153702.fb2
Только в Пуще Валька Каховский понял, что раньше не знал лес изнутри.
Да, он и раньше умел разводить костёр даже в дождь, ставить палатку или даже соорудить ночлег из подручных средств. Он умел неплохо читать следы и разбирался в съедобных растениях. Умел найти дорогу в незнакомом месте днём и ночью, при ясном и пасмурном небе. Но при всём при том он был в лесу чужим. Не врагом, как большинство людей, но чужим.

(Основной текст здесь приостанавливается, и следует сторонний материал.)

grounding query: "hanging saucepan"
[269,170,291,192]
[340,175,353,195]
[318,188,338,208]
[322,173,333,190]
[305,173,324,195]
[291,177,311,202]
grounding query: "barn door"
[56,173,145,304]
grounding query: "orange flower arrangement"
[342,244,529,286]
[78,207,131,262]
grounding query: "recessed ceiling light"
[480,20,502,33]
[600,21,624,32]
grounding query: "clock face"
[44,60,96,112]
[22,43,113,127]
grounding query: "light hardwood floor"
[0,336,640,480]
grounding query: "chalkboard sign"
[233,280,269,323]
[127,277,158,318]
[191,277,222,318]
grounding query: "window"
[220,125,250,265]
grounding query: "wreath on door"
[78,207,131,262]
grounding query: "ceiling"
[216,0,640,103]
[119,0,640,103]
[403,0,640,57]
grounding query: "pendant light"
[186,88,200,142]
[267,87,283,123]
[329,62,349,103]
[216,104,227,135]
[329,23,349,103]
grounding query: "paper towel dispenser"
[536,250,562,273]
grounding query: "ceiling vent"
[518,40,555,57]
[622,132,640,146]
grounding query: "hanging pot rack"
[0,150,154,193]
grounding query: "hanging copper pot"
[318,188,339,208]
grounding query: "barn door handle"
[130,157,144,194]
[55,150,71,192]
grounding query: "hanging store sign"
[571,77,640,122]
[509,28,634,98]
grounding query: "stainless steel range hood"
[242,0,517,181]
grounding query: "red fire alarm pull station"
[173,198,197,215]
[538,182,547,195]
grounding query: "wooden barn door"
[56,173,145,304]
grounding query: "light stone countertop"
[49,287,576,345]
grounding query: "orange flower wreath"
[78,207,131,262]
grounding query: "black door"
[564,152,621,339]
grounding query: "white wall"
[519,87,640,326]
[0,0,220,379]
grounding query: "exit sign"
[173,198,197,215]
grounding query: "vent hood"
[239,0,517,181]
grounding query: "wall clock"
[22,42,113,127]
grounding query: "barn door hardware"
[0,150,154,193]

Сейчас он ходил в лес, как ходят из одной комнаты в другую. Даже не всегда брал с собой «сайгу», ограничиваясь ножом. Он всё равно не собирался никого убивать просто так, а если нужно было охотиться — то Михал Святославич всё равно шёл с ним и говорил, что и как. И в этом случае Валька стрелял быстро и точно, не мучаясь мыслями о том, что отнимает жизнь — и не разгораясь желанием убивать ещё и ещё.
В Гирловку Вальку тоже не тянуло. Он помнил о своём обещании, но навещать село ещё раз — зачем? А вот о Витьке он скучал и несколько раз жалел, что не пошёл с ним, но тут же обрывал себя: ясно же, что Витька пошёл не на раскопки, а с этой девчонкой, с Алькой. Ну и пусть ему будет хорошо. Он заслужил.
В выходные Валька ночевал в лесу. Первый раз он думал, что ему будет страшно. И действительно, как-то жутковато стало, когда совсем стемнело, и Валька ощутил в полной мере, что он сейчас — один. Не ночные звуки — Валька знал, что это такое — а вот именно это одиночество, которого он нее испытывал, даже когда добирался сюда и ещё не встретился с Витькой, ощущение того, что никого нет, кроме него, на этом свете — вот что испугало. Валька даже не осмелился сперва разжечь костёр…
А потом понял, что это и не нужно.
Он был не один. Были звёзды. Были деревья, трава. Был ёж, шуршащий где-то неподалёку. Была речушка. И ещё много-много всего. Включая и комаров, к которым, впрочем, Валька давно привык.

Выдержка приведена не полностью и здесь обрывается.